Consider the numbers of the form $$ a_n=\lfloor\pi\times 10^{n-1} \rfloor, $$ for $n\in\mathbb{N}$. In other words, $\{a_n\}_{n\in\mathbb{N}}$ is the sequence composed of integers built from the first $n$ digits of $\pi$, so that $$ a_1=3,\,\,\,a_2=31,\,\,\,a_3=314,\,\,\,a_4=3141,\,\,\,a_5=31415,\,\,\,... $$ My question is: for which values of $n$ is $a_n$ a prime number?
I wrote a small code to find primes for $1\leq n\leq 10^4$, and I've only found primes for $n\in\{1,2,6,38\}$, which are, respectively, \begin{align} a_1&=3\\ a_2&=31\\ a_6&=314159\\ a_{38}&=31415926535897932384626433832795028841 \end{align} I found this result rather intriguing, since I'd expect to find more primes up to numbers with $10^4$ digits. Are there any more primes in this sequence? Is there an explanation for the lack of primes between $a_{38}$ and $a_{10^4}$?

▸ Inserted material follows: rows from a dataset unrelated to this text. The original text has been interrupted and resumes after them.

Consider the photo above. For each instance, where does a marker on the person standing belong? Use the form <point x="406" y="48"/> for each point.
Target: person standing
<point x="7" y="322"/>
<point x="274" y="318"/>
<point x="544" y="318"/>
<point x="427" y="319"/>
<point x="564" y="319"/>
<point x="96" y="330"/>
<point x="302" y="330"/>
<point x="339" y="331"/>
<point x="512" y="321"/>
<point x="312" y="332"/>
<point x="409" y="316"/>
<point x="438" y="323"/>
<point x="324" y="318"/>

This is not so few. If we take the probability that a number $n$ is prime to be $1/\log(n)$, we would expect $\sum \frac 1{n \log (10)}\approx \frac 1{2.3}(\log(n)+\gamma)$ of them out to $n$. If we do the sum from $2$ to $10^4$ it is $3.8$ while we have $3$ and if we do it out to $16208$ we should have $4$ and we do. The sum diverges, so we should have infinitely many, but it diverges very slowly.